Okumuyorum çünkü okuduğumda hâlâ çok canım sıkılıyor. O tür insanlar nereden, nasıl laf sokacaklarını çok iyi biliyorlar. O bir kötülük ve
o enerjiye girmek bile istemiyorum.
Nilperi Şahinkaya’nın Sosyal Medya’yı Sallayan Leoparlı Süper Minisi…
Aldatıldım ve yakaladım
* Sosyal medyada fake hesapların var mı?
Evet, bir tane yeni açtım.
* Kimleri stalk’larsın?
Asla söylemem… Bunu bütün oyuncular yapıyor. Bazen Magazin sayfalarına bakmamız gerekiyor çünkü.
* Erkek arkadaşının telefon şifrelerini bilir misin?
Hayır. Hiç kıskanç değilim. Yüzde 100 güvenirim.
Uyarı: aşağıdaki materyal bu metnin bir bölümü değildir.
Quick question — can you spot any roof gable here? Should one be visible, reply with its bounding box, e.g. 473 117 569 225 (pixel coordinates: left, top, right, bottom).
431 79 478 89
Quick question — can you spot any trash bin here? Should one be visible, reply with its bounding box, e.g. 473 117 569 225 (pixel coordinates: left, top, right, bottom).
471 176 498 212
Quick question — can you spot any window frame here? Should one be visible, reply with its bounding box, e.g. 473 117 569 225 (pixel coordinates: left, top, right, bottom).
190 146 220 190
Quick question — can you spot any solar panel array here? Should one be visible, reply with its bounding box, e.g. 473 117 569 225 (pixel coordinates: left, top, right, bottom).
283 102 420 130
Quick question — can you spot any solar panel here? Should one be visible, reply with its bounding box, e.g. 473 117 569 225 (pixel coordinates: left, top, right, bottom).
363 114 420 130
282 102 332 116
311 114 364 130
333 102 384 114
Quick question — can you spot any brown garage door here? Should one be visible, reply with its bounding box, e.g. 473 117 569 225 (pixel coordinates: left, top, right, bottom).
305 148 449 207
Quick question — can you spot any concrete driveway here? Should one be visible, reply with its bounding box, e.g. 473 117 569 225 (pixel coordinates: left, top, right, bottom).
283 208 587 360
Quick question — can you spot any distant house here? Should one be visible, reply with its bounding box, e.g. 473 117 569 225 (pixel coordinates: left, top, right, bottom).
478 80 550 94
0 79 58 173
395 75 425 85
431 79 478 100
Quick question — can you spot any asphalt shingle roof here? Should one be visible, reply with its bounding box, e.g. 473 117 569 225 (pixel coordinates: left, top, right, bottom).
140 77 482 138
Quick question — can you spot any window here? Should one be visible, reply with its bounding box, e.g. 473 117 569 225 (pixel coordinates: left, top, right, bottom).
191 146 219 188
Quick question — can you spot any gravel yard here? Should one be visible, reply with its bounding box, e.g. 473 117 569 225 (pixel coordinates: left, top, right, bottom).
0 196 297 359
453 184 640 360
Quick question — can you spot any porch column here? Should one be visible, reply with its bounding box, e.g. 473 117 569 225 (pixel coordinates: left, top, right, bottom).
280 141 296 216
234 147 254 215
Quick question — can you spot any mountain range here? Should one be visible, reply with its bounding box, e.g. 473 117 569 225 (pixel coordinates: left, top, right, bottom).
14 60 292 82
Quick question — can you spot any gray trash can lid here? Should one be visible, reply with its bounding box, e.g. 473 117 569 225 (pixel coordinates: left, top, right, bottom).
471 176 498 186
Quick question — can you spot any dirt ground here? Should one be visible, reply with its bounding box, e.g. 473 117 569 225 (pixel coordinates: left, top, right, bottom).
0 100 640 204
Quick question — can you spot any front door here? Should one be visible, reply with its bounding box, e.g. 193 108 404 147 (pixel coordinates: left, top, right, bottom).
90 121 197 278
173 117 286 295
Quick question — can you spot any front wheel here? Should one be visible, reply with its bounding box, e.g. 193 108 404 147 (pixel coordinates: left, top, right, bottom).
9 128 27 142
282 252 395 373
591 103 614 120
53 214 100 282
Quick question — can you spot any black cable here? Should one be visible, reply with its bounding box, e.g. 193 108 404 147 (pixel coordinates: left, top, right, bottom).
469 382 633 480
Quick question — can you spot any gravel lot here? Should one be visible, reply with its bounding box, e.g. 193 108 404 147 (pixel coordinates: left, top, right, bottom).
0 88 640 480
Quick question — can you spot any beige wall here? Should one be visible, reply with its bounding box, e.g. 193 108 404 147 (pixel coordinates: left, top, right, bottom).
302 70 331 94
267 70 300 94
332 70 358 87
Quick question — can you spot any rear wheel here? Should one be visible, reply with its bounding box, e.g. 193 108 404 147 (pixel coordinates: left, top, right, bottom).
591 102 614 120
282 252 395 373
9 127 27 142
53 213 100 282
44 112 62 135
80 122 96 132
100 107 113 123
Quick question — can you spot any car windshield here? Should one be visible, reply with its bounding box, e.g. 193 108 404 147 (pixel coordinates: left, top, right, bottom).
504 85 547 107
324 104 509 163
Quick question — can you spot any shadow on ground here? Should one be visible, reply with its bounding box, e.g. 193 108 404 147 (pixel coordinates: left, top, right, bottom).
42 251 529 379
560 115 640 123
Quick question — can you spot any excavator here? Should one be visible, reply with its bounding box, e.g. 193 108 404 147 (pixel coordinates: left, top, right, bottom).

Karşındaki kişi bir şey yapıyorsa bu onun sorunudur.
* Böyle konuştuğuna göre hiç aldatılmadın…
Yooo aldatıldım.
* Ne zaman?
Üniversitedeydim ve yakaladım.
* Nasıl?
İstanbul’da olduğum dönemdi. Şüphelendim. Birlikte film izlediğimiz bir site vardı. O şifreyi kullanarak Facebook’una girdim. Bir kızla yazışmaları karşıma çıktı.
* Ne yaptın?
‘Bunu bana nasıl yaparsın’ diyerek aradım hemen ve ilişki bitti.
En büyük pişmanlığım dövmelerim
* Google’da ismini aratınca karşıma ilk ‘Nilperi dövme’ çıkıyor. Kaç dövmen var ki?
Bir sırtımın solunda var. Çok büyük bir unicorn… Bir de belimin sağında kocaman bir tavuskuşu kafası… Bana “En büyük pişmanlığın ne” diye sorsan bu dövmeler derim.
* Neden bu kadar pişmansın?
Aslında bu dövmelerin altında daha küçükken yaptırdığım başka dövmeler vardı. Onları kaplamak için büyük alanlar siyaha boyanarak dövmeler yapıldı.
* Bir de estetiklerin merak ediliyor.
Dişlerimi çok sıktığımda çene kısmım şişiyor, şimdilerde çeneme botoks yaptırıyorum. Bir de dudaklarıma kısa süre önce dolgu yaptırdım.
* En büyük takıntın nedir?
Çok planlı ve programlıyım, aşırı derecede…
* Örnek versen…
Mesela beni ara ve kahveye çağır, o gün asla gelemem. Bir gün önceden arayıp şu saatler içinde, şurada falan diye önceden konuşmalıyız ki ben en azından kendimi psikolojik olarak hazırlayabilmeliyim.
* Seni tanımayan birine kendini nasıl anlatırsın?
Çok hareketli ve heyecanlı… Kalbim devamlı küt küt küt… İçedönüğüm. Çok dışadönük, sohbet-muhabbet biri değilim.
Evet. İlk uzun ilişkim (gülüyor).
* Nasıl tanıştınız?
Üç yıl önce Ankara’ya annemi ziyarete gitmiştim. Atakule’de alışverişe çıkmıştık. Annem “Bir heykel göstereceğim, bayılacaksın” dedi ve Emre’nin Vespa’lı Herkül heykelini gösterdi. Âşık oldum heykele. Annem asla böyle şeyler demez ama o gün “Hemen etiketle ve story’ye koy” dedi. Ben de koydum. Sonra Emre DM’den mesaj attı.
* Bu fırsatı kaçırmadı yani…
Asla kaçırmadı. Ama gayet saygılı mesajlardı.
* Nasıl bir aşk sizinki?
Emre’yle bir aile olduk bile, aile kurduğumu hissediyorum. Bu da güven, huzur, müthiş bir dostluk demek oluyor. Her anlamda tamamlanmış hissettiğim bir ilişki bu.